Als Einstieg ging der Referent auf die ständige Forderung nach Wettbewerb im
Gesundheitswesen ein. Eine Krankenversicherung kann nicht mit einer KFZ- oder
Haftpflicht-Versicherung verglichen werden. Der Wettbewerb führt eher zu
Leistungsreduzierung als zu geringeren Beiträgen. Deshalb ist es problematisch
Gesundheitsleistungen mit Gewinnorientierung anzubieten.

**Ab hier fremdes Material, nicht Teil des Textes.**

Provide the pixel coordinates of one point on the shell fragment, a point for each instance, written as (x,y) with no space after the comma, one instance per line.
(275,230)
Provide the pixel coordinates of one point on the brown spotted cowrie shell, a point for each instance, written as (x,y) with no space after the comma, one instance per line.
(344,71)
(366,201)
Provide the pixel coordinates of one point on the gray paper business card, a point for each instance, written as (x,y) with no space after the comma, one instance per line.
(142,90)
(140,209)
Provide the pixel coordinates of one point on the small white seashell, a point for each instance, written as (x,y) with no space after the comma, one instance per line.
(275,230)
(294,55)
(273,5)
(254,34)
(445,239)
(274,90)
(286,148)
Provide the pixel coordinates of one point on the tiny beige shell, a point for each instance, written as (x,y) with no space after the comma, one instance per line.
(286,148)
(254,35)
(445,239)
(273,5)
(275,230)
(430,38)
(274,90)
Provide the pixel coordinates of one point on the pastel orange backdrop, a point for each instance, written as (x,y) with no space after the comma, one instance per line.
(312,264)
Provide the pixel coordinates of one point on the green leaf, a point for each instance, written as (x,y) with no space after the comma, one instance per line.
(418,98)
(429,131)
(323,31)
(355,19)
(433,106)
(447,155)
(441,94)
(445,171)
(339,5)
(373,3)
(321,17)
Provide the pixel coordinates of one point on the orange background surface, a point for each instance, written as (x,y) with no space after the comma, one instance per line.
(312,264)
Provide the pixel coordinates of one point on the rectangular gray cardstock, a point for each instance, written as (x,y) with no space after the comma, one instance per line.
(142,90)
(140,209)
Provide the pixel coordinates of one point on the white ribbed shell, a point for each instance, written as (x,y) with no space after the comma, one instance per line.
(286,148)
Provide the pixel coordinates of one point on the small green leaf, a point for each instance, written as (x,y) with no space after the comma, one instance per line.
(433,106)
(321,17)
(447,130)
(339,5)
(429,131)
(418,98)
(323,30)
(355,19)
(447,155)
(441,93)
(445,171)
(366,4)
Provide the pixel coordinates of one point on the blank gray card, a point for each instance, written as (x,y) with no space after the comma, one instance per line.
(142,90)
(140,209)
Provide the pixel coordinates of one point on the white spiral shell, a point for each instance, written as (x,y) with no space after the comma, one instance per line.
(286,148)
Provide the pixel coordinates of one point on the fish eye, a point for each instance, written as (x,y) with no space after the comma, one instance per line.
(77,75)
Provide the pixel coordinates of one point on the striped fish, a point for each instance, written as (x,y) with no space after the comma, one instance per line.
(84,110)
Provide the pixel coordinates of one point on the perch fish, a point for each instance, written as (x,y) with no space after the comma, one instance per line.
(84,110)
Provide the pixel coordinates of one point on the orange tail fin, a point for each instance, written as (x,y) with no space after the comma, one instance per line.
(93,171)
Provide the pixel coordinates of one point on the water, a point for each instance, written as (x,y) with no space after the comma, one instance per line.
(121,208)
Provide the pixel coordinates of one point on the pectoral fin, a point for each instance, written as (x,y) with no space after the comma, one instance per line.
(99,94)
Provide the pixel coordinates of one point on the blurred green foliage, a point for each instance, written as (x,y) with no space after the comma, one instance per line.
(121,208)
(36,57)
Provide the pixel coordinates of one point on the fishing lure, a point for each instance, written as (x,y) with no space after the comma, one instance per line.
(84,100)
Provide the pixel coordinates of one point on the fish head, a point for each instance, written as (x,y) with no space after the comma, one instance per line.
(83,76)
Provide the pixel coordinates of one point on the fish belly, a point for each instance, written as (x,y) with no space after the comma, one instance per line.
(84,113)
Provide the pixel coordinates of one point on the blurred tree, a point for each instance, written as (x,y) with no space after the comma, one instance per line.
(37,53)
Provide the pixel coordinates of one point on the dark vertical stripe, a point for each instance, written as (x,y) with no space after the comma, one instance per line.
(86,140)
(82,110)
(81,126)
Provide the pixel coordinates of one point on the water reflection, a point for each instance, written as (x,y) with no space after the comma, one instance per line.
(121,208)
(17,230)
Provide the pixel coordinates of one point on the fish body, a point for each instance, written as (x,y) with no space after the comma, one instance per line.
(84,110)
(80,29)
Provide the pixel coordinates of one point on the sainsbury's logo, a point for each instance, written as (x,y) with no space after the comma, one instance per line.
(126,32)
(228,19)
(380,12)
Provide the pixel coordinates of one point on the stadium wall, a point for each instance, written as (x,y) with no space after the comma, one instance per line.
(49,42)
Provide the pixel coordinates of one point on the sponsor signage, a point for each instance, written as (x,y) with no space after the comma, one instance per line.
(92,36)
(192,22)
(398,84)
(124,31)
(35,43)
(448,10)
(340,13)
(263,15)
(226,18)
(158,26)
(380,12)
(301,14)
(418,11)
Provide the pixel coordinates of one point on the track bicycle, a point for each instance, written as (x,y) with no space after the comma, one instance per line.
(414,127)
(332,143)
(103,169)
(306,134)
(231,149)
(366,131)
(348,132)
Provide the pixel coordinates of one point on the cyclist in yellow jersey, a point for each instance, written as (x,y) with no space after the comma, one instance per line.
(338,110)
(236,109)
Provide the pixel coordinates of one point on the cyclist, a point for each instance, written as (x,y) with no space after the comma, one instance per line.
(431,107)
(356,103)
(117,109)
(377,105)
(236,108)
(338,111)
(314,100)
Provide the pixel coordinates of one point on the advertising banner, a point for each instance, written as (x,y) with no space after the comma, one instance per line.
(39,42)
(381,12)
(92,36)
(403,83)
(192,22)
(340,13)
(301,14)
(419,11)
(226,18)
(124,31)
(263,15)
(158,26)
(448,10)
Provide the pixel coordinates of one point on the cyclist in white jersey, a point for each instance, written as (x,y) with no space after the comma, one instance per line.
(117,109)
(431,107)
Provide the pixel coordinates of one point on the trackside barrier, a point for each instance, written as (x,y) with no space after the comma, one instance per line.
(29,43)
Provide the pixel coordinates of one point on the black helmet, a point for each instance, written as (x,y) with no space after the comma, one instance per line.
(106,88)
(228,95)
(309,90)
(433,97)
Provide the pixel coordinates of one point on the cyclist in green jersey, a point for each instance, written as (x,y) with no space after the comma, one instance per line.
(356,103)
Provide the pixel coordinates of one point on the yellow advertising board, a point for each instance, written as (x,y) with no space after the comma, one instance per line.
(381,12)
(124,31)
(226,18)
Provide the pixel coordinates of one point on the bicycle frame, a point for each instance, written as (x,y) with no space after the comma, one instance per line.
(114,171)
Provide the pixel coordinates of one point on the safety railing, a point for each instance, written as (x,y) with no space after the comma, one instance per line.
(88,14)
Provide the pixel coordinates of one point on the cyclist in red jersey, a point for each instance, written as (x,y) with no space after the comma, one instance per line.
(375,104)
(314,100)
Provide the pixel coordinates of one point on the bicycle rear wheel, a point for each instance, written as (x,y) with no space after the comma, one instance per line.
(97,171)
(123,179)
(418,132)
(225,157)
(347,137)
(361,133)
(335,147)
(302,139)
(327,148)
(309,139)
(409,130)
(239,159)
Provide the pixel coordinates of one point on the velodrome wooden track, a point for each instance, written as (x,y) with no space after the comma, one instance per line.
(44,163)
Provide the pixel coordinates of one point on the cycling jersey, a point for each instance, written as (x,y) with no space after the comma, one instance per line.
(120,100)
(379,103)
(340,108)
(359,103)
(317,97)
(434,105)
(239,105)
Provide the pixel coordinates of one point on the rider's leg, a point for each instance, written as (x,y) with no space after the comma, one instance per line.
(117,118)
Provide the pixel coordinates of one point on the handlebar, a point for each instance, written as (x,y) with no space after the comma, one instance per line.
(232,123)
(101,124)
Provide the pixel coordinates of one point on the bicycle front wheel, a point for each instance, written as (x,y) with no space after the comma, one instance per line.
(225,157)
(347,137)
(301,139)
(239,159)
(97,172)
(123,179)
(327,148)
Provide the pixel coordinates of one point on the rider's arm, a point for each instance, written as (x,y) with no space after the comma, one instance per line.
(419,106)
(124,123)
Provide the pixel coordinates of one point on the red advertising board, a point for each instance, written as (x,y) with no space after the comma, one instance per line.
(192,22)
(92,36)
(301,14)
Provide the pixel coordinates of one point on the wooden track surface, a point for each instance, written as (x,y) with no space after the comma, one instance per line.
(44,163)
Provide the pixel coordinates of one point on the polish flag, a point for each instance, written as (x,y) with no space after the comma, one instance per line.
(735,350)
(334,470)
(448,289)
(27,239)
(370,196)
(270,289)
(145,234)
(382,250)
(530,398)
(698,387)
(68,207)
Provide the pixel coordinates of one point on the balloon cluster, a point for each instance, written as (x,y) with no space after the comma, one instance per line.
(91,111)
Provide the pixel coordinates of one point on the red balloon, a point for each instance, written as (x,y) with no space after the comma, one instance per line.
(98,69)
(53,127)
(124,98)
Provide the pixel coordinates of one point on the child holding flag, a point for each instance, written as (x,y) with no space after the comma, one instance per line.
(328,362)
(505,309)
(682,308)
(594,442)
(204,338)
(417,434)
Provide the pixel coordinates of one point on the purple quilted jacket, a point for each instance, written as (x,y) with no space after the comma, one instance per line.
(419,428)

Die bis jetzt in der Großen Koalition diskutierten Modelle zur Gesundheitsreform
können die eigentlichen Probleme des Gesundheitswesens nicht lösen. Das Problem
der Sozialversicherungssysteme ist die Einnahmeseite. Bedingt durch die hohe
Arbeitslosigkeit und die Belastung durch gesetzgeberische Maßnahmen, gehen die
Einnahmen der gesetzlichen Krankenkasse ständig zurück. "Das eigentliche Problem
des Gesundheitswesen ist die Koppelung der Beitragseinnahmen an den Faktor
Arbeit. Deshalb fordert die WASG, neben Reduzierung der Arbeitslosenzahlen und
steigende Einkommen, eine Wertschöpfungsabgabe. Dies würde auch die
Kleinbetriebe, wie das Handwerk und den Dienstleistungssektor entlasten," so
Werner Hillenbrand.
Die Belastungen für die in der gesetzlichen Krankenkasse versicherten Bürger
wird deutlich zunehmen. Gleichzeitig soll die Belastung für Unternehmen
reduziert werden. Die Umverteilung von unten nach oben setzt sich fort.
Besonders die großen Solidarkassen wie die AOK, werden durch die geplante
Festschreibung des Unternehmensbeitrag und die evtl. notwendige Kopfpauschale,
weiter belastet.
Die Festlegung einer Kopfpauschale belastet Versicherte mit geringem Einkommen
besonders unsozial.
Das System der solidarischen Finanzierung wird zerschlagen. Die Kosten des
medizinischen Fortschritts gehen in Zukunft allein zu Lasten der Versicherten.
Mit dem Fondmodell wird ein bürokratischen Monster mit geringer Effizienz
entstehen.
Das bis heute erfolgreiche System der Inkassostelle Krankenkasse wird
zerschlagen und tausende Arbeitsplätze vernichtet. Bei den großen Solidarkassen
wird die notwendige Kopfpauschale zu einem zusätzlichen bürokratischen Aufwand
führen.
In der anschließenden Diskussion waren sich die Teilnehmer einig, dass die
Beitragserhebung auf eine andere Basis wie z.B. der Wertschöpfung umgestellt und
das gesamte Gesundheitssystem in Nonprofit-Unternehmen umgewandelt werden muss.